Every Story Ever Told: slaps mythology solidily on the ass, then it asks for more

He is so talented and stuff

If I could have babies, I would have Ryan Gladstone's babies. His babies would be funny, talented, and would attempt things that no mere mortal would ever dare try. Imagine if we populated an entire Fringe with his talented, crazy, babies - people would be entertained for weeks on end and never get bored of the shenannigans his babies would get into. Unless we clone him now, we do have the technology, I hear. Anyway, let's move on to talking about the show itself because my imagination is running away with me and thinking about how many babies Ryan should make is just a bit too bizarre.

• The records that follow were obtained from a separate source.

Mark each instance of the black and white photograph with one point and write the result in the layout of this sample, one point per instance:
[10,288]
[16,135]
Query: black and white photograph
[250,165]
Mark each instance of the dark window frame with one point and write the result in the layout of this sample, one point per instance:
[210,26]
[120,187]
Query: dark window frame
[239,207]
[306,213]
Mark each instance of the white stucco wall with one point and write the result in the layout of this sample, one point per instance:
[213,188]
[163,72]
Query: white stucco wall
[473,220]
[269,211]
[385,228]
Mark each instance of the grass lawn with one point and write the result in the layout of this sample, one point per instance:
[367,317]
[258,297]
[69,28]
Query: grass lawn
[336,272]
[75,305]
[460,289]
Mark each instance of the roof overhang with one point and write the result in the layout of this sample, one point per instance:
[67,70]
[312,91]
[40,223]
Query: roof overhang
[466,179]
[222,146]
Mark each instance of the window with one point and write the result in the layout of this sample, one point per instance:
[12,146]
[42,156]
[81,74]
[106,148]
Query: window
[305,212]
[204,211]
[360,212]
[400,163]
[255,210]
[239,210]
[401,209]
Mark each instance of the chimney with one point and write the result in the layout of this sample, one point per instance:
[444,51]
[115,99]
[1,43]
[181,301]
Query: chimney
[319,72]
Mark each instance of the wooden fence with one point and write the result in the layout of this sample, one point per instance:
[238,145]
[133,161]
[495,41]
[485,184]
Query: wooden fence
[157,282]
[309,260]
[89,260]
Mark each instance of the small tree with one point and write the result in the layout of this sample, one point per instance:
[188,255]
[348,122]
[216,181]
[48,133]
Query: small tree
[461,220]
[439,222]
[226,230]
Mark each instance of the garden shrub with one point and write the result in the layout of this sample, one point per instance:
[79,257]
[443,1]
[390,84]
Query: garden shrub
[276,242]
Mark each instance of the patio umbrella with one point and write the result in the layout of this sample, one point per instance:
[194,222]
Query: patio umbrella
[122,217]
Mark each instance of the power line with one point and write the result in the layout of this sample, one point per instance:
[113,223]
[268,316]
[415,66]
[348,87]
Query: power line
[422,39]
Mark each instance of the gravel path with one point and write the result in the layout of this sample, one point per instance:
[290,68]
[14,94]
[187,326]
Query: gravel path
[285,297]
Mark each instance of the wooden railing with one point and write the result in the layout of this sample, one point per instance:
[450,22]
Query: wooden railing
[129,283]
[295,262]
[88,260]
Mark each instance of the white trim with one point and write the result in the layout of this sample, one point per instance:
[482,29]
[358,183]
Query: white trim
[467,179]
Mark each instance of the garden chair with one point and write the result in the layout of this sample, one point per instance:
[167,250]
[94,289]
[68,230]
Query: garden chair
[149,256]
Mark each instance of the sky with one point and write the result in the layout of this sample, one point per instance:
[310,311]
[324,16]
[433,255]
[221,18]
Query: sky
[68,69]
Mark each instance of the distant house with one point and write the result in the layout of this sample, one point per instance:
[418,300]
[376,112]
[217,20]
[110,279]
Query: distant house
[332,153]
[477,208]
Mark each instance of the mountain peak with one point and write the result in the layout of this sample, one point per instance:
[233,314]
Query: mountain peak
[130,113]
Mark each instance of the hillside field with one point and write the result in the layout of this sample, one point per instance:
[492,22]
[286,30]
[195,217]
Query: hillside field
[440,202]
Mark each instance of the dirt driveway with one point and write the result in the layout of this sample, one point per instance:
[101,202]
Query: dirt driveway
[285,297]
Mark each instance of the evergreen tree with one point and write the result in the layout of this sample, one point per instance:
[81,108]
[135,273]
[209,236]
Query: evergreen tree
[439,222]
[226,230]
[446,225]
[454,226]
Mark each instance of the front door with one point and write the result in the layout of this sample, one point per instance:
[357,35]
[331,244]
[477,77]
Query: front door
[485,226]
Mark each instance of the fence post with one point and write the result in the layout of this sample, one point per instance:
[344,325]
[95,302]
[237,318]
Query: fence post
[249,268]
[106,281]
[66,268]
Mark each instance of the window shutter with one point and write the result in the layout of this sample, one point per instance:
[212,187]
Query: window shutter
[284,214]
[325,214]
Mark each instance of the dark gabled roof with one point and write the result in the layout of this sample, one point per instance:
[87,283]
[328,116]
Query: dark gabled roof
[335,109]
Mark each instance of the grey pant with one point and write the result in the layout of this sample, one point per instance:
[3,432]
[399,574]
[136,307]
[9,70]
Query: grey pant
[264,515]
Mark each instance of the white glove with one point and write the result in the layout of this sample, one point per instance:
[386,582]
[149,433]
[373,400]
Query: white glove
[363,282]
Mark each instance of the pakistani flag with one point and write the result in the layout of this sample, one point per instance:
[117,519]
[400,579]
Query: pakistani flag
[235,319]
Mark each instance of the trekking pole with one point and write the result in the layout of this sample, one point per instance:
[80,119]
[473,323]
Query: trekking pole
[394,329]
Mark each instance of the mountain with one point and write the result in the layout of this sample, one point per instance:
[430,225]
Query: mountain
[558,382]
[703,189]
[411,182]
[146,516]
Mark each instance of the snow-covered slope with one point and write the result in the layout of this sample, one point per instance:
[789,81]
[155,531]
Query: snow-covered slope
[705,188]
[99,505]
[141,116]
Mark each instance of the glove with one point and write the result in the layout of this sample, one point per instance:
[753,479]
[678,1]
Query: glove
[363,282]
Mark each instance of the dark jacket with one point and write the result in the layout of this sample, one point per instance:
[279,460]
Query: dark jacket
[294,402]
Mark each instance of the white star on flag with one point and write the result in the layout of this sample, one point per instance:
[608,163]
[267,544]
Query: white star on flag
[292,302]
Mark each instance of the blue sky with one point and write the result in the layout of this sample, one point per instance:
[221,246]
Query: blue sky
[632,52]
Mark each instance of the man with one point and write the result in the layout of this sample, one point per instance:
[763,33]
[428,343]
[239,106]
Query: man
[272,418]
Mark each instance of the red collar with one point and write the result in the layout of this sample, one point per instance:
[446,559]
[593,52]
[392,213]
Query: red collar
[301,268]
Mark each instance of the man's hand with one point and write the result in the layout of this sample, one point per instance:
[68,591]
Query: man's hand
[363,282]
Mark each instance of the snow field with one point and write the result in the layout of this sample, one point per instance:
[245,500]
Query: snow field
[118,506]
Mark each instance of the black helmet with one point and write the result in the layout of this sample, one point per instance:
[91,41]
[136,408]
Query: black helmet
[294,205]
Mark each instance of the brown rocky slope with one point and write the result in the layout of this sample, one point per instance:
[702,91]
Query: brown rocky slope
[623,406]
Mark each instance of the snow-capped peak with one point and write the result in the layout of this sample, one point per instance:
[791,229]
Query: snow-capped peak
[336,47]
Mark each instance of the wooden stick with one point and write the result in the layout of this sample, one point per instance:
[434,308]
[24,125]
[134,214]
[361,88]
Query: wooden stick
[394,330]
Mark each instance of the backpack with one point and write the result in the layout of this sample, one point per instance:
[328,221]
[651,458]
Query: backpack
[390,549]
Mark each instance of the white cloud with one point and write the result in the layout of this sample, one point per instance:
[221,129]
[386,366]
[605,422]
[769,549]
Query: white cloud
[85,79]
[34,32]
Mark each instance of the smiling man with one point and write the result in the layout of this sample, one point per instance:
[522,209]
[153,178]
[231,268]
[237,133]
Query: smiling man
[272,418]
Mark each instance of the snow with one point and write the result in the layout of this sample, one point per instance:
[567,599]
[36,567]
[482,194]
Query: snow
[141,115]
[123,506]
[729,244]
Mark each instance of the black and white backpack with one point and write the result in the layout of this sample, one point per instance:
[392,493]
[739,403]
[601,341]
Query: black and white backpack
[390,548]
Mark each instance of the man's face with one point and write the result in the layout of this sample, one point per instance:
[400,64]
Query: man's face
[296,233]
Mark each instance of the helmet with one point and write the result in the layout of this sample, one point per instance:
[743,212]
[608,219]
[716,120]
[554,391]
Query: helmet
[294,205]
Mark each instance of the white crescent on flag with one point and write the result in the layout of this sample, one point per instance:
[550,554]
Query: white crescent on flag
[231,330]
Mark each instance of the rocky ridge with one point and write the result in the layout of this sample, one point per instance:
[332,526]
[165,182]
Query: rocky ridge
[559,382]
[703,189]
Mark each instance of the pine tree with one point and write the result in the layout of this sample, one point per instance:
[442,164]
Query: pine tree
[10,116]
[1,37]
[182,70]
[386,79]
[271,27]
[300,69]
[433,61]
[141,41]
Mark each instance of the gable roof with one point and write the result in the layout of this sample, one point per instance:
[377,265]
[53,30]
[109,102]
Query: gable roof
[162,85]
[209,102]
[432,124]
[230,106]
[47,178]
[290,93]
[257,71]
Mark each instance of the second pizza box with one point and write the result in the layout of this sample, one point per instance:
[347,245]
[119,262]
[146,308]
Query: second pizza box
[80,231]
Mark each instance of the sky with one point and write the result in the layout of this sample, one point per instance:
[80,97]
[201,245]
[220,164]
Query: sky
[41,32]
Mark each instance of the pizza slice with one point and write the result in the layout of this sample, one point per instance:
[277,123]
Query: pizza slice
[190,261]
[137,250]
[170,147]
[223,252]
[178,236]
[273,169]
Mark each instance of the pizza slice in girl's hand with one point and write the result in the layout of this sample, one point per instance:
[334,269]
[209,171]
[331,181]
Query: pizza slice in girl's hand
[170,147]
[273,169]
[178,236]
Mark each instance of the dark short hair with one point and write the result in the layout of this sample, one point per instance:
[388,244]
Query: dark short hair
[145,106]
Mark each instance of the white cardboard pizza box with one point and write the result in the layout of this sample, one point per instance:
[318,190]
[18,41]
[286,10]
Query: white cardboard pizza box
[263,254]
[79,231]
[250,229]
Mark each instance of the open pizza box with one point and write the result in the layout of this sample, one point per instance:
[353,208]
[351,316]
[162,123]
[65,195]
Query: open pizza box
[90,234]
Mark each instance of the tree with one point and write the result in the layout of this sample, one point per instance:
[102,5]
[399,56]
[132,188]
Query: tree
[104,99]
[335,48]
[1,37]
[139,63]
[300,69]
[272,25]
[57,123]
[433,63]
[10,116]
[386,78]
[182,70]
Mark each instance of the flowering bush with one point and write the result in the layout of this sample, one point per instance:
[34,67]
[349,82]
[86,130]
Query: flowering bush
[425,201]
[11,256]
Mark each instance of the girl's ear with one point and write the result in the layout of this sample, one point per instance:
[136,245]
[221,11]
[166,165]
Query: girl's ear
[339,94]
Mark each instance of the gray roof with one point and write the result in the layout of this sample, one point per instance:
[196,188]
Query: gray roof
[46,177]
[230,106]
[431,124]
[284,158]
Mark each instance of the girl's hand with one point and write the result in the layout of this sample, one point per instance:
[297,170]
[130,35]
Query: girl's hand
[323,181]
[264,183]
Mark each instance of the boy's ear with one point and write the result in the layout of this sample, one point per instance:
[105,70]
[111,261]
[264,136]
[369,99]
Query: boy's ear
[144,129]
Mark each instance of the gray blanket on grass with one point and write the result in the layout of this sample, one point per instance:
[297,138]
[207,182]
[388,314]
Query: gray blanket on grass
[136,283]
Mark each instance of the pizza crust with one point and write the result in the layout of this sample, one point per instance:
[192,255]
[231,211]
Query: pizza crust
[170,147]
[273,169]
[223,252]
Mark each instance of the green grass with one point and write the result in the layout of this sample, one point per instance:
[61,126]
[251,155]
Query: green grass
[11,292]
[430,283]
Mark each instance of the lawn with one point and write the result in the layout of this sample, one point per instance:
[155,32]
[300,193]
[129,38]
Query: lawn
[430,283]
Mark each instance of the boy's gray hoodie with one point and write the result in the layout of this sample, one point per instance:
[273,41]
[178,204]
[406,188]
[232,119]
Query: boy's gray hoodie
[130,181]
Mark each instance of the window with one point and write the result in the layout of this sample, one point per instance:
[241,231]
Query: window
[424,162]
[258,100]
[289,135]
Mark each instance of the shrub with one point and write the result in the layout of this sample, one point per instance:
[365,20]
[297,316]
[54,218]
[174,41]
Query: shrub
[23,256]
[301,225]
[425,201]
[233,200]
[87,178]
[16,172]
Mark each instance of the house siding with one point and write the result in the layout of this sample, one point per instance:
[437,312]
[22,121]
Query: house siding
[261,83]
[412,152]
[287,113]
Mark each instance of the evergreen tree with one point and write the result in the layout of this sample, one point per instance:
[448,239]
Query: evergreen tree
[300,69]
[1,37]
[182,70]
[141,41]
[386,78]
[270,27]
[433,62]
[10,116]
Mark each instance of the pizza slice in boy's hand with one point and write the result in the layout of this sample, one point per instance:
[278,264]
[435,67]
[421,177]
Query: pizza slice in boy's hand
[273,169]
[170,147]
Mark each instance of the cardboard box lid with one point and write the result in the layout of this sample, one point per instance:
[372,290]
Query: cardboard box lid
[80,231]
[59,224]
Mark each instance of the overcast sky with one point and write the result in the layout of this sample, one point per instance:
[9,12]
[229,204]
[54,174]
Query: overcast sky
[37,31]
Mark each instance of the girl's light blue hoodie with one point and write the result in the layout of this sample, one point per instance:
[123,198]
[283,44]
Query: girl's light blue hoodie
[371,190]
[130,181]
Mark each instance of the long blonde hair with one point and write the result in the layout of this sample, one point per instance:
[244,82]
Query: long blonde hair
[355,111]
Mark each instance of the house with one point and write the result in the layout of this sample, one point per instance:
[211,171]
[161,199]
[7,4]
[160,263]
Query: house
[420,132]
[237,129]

Still with me? Good. Every Story Ever Told is a pseudo-attempt to re-tell every single story ever told by humanity. It sounds like an impossible task but, I think, it isn't as impossible as some would believe. While Ryan Gladstone doesn't quite do it 100%, I still applaud him. Also, who the hell cares, his show was upbeat, made me laugh, and was a great attempt at telling people how story works. The show is fun, bizarre, and - surprisingly - educational. And you thought you never learned anything at the Fringe. Some of what is talked about on stage will force a lot of audience members to get out their library cards.

Gladstone guy has talent and charisma oozing out of every pore of his body. It became apparent (and quickly) that it didn't matter if he didn't hit every culture and type of story telling because once he starts his attempt it just gets funnier and funnier as the show progresses. He tells various stories from history and literature, chats a bit about critical theory and mythology, and finishes each show with a part improvisational story that involves (or, at least, it did on this night) suggestions from the audience. What really I think I enjoyed about this show was Ryan's biggest asset - Ryan is a great storyteller. He could tell you that your entire family has just been wiped out by a zombie infestation and you'd still laugh about it. He utterly fails at his mission but it is one hell of a ride getting there.

I guess my expectations of his talent are quite high. In a way, you could also say that he does accomplish his goal but, really, do we care? We laugh, we cry, we learn a whole lot about literature and the history of story and that is all we needed. If you go to this show, there isn't much to it except you will have a great time.